Hi Russ:
Thanks. But the reason I don't want to use nccopy, but want to use ncgen from
the start, is that the netcdf3 version of the file will be about 4Gb. What I
did is create a small version of the file, used NCO to convert to netcdf4 using
settings I commonly used, and then using ncdump -s was able to look at the
special attributes created, added them to my cdl, used ncgen and it worked
quite nicely, especially since I am creating an empty array that will be filled
as the output of my model runs, so the default netcdf4 files is miniscule.

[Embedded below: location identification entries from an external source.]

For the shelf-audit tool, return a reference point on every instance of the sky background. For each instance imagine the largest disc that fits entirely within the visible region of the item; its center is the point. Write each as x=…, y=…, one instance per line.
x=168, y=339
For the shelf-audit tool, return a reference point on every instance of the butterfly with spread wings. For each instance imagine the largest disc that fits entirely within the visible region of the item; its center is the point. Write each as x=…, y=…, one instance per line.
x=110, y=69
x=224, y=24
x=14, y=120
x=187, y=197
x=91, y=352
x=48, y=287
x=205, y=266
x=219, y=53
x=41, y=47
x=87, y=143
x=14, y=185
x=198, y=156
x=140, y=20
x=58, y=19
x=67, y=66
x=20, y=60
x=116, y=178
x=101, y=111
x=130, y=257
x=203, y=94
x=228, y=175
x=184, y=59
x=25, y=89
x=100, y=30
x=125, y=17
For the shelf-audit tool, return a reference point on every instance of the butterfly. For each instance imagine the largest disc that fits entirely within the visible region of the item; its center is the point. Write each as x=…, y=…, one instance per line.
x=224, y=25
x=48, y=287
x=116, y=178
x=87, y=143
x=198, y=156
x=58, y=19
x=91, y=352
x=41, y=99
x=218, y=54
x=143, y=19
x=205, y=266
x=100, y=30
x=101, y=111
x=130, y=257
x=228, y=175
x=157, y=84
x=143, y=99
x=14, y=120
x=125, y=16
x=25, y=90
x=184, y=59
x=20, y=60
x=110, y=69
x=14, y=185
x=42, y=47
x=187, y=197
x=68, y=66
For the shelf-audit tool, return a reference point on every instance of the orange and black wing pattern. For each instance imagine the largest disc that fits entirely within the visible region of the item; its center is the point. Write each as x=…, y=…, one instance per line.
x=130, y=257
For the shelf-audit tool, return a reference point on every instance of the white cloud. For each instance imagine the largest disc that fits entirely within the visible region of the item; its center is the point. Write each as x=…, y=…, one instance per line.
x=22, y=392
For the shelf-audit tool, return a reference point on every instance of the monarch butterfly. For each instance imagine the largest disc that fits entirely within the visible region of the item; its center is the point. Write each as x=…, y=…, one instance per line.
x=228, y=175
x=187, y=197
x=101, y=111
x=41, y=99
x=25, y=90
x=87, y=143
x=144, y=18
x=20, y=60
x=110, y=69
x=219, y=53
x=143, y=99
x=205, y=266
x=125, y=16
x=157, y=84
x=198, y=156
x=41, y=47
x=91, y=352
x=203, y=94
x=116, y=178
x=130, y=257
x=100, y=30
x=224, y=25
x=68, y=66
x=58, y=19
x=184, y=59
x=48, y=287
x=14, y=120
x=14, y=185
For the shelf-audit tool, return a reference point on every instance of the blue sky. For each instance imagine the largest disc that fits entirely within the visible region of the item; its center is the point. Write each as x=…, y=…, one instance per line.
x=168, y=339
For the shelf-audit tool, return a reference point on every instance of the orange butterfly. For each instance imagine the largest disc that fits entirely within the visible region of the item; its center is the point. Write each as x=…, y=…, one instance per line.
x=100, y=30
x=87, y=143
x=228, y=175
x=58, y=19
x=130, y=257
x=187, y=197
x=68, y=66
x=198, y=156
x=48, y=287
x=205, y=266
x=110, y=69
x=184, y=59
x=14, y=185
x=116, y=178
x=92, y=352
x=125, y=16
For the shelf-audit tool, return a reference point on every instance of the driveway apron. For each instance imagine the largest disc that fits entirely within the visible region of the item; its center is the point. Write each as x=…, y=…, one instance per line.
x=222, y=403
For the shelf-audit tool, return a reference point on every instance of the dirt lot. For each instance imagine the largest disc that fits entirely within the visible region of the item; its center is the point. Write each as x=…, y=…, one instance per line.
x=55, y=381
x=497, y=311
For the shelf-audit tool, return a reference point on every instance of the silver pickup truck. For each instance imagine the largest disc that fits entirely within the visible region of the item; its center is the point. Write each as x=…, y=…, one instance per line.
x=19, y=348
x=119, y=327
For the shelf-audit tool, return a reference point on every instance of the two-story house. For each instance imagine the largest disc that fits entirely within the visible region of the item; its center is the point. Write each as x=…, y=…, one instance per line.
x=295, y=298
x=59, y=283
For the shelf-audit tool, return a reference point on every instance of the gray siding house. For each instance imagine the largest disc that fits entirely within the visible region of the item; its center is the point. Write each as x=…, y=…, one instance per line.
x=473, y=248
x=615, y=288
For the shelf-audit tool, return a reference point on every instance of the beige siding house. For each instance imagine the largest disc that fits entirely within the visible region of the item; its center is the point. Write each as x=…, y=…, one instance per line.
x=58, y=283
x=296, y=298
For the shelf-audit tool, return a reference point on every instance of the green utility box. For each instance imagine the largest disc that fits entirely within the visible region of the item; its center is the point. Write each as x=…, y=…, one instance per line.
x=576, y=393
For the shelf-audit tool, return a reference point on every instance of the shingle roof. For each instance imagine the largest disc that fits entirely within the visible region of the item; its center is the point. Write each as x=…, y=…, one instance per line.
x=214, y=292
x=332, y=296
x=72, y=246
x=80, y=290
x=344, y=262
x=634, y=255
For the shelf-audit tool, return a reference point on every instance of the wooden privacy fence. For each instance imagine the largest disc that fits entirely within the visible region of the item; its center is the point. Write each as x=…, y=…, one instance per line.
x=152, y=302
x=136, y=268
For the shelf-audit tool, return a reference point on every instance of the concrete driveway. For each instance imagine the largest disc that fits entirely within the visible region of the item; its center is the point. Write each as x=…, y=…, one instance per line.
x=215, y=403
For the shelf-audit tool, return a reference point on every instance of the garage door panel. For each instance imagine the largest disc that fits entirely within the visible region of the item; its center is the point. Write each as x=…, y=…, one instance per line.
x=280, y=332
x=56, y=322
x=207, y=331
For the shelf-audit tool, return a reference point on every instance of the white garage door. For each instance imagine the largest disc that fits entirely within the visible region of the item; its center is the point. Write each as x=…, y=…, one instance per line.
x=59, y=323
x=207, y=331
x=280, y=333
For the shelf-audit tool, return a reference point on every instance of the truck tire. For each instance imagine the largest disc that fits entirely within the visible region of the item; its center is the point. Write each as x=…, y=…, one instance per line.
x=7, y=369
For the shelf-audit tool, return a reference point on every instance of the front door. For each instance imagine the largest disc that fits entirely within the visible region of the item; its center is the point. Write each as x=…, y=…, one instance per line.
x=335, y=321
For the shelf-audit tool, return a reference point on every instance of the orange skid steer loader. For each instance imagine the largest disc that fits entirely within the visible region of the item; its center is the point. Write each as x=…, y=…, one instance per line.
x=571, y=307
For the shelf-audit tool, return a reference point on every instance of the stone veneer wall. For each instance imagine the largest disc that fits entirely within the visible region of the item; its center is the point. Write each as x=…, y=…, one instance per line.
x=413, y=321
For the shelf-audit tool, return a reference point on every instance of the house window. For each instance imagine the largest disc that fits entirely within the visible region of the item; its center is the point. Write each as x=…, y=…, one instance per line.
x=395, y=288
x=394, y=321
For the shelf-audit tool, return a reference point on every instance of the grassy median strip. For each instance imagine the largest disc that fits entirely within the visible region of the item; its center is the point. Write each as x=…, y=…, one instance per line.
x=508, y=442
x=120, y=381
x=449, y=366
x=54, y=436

Mainly I don't know enough about the different settings and what they do to the
file to know what options to put. I know these settings are more from HDF5
then you guys, but is there an idiot's guide to this for those of us who know
little about it but are finding it to be of great use. I know Rich Signell has
done a little bit of timings on the tradeoffs between size and read time for
the various settings, do you know of others who have? We are pretty much
interesting in reads, and using a lot of separate files aggregated in THREDDS,
where the user will want a time series or time series from a region. Using
NCO notation if we go "ncks -4 -L 1 -O " then we get really good compression
but relatively slow reads, and if we go "ncks -O -4 -L 1 --cnk_dmn lat,16
--cnk_dmn lon,16" the reads are right up there but the compression is so-so.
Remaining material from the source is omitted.